Prof. Ofer Mandelboim is an immunology and cancer researcher at the Faculty of Medicine. His usual areas of interest include studying how viruses manage to evade detection by the immune system, including influenza, CMV, HIV/AIDS, HMPV, and more.
Very early in the pandemic, scientists discovered that the Coronavirus expresses spike proteins that bind to receptors (proteins) found on human lung cells – scientifically known as ACE2. After entering the cell, the virus uses human cells to replicate and spread, leading to symptoms (e.g. coughing) and the infection of additional patients.
Pieces of a Puzzle
It is helpful to think about viruses, receptors, and our immune system as pieces of a puzzle. Each virus has a specific shape, enabling it to exclusively bind with certain receptors. On the flip side, our immune system develops antibodies that are a perfect fit against the viruses and other pathogens it encounters, blocking their ability to infect our bodies.

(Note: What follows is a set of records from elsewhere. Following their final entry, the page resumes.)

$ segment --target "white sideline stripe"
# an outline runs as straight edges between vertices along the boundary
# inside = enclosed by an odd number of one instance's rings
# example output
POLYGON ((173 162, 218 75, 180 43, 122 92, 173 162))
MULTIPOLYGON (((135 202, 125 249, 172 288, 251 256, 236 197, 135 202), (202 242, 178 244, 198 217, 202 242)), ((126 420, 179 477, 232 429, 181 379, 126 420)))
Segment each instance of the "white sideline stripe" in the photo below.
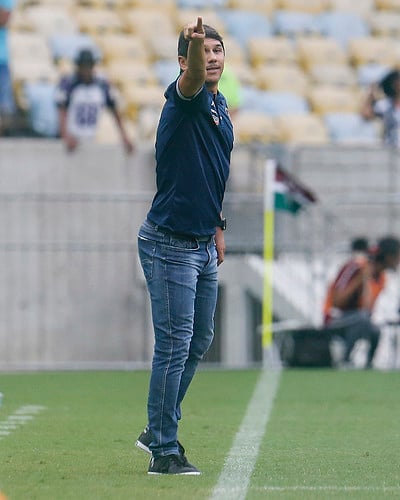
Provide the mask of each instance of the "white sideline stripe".
POLYGON ((45 409, 45 406, 39 405, 20 406, 13 414, 0 421, 0 440, 9 436, 12 431, 19 429, 22 425, 31 422, 39 412, 45 409))
POLYGON ((382 492, 400 491, 399 486, 264 486, 251 488, 252 491, 333 491, 333 492, 382 492))
POLYGON ((246 498, 265 434, 273 401, 279 386, 280 369, 262 370, 247 406, 246 415, 229 451, 211 500, 242 500, 246 498))

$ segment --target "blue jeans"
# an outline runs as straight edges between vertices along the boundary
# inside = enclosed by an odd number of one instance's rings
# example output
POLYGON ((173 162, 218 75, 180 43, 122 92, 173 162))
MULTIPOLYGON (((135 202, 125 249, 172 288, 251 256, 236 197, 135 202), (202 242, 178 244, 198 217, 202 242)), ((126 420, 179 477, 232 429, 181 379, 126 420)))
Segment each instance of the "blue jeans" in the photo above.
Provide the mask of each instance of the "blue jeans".
POLYGON ((171 234, 146 220, 139 256, 150 293, 154 354, 148 395, 154 457, 178 454, 181 402, 214 336, 217 251, 214 238, 171 234))
POLYGON ((15 112, 10 70, 7 64, 0 63, 0 115, 15 112))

Prof. Mandelboim is familiar with ways to employ decoy proteins to protect patients from autoimmune diseases and decided to tackle SARS-CoV-2 using the same approach. Along with PhD students Abigael Chaouat, Inbal Kol, Orit Berhani, and a team of researchers from the Israel Institute of Biological Research (IIBR), Prof. Mandelboim developed a two-part preventative treatment comprised of soluble proteins.

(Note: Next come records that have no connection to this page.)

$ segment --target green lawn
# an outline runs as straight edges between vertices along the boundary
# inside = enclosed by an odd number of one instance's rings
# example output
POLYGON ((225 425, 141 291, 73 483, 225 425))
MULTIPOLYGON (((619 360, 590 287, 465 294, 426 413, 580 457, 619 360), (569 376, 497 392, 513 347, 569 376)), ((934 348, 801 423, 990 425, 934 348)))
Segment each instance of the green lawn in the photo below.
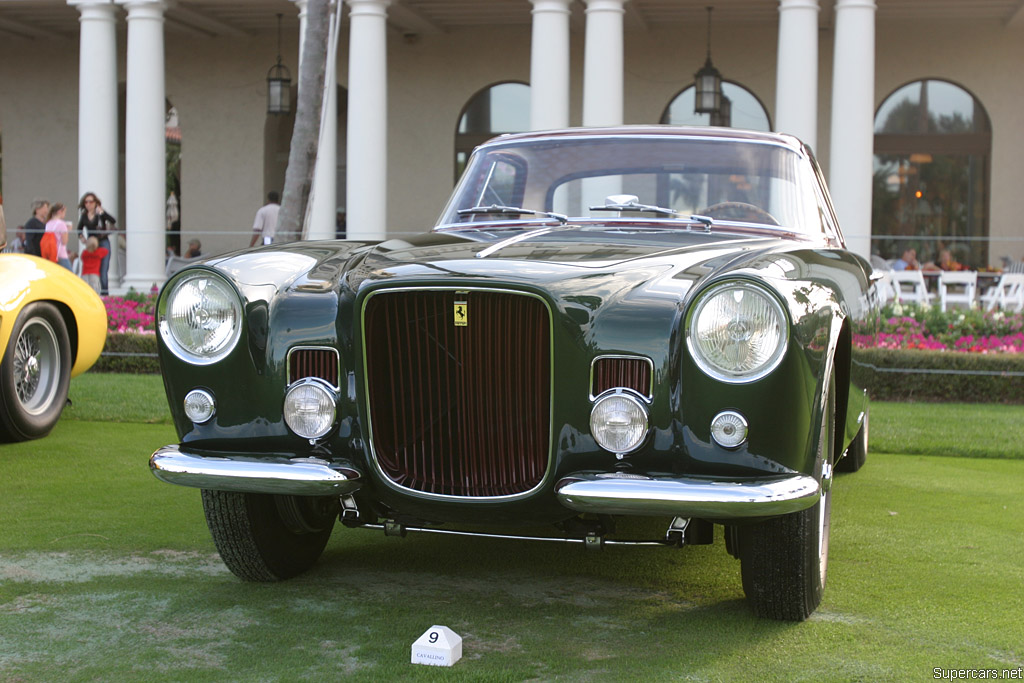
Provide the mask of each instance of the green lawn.
MULTIPOLYGON (((824 600, 786 624, 751 616, 721 543, 590 553, 339 526, 307 575, 241 583, 198 492, 147 471, 174 440, 165 418, 92 417, 97 400, 127 414, 159 379, 97 377, 73 381, 49 437, 0 448, 0 680, 874 681, 1024 665, 1024 460, 1006 457, 1020 444, 1000 409, 928 406, 952 411, 921 439, 939 453, 872 452, 837 479, 824 600), (988 449, 963 441, 978 425, 988 449), (951 457, 966 446, 979 457, 951 457), (409 663, 433 624, 464 638, 450 670, 409 663)), ((876 405, 872 445, 909 438, 913 408, 876 405)))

1) The first part is composed of the extracellular part of ACE2. This protein binds with the spike proteins of the Coronavirus, rendering them incapable of binding to the lungs and infecting our cells.
2) The second part binds to the ACE receptor, thereby preventing the virus from infecting the cells in our lungs.

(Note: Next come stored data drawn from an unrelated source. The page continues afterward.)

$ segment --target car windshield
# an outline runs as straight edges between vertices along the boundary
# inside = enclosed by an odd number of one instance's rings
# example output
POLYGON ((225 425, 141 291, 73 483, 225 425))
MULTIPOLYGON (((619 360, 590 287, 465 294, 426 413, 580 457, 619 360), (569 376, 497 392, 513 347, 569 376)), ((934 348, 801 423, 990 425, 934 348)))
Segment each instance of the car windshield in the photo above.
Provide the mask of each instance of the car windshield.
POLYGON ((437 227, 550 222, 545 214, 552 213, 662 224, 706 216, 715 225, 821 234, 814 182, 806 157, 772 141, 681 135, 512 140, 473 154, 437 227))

Working with the IIBR, Prof. Mandelboim tested this treatment on cell cultures, and then on transgenic mice – using live Coronavirus. (The mouse ACE2 does not interact with the coronavirus spike protein and thus mice cannot be infected. Transgenic mice expressing human ACE2 have been developed as a rapid platform for research. In mice, infection inevitably leads to death). Prof. Mandelboim and his team, together with the IIBR, tested the components separately and combined. Between the two of them, the injected spike protein (blocking ACE2) was more effective, with a survival rate of 50%.
A Whole New Approach
This treatment is not a vaccine, because it does not activate the immune system to generate antibodies. Instead, it is a cure, because the proteins can hinder the spread of the infection and ultimately inhibit disease progression. It is an entirely new approach, which might prove an effective stopgap measure to simply halt the spread of the Coronavirus. Given that Prof. Mandelboim’s treatment is comprised of the actual proteins from our body and virus, it is probably safe to inject. Yet this is precisely the reason why the proteins and their production process cannot be patented – they are entirely naturally occurring.
“Looking ahead, the biggest challenge is mass-producing these proteins and beginning human trials. Both these are outside my scope of expertise, but I’m extremely hopeful because I’ve proven an easy, safe method of protection against Coronavirus infection.”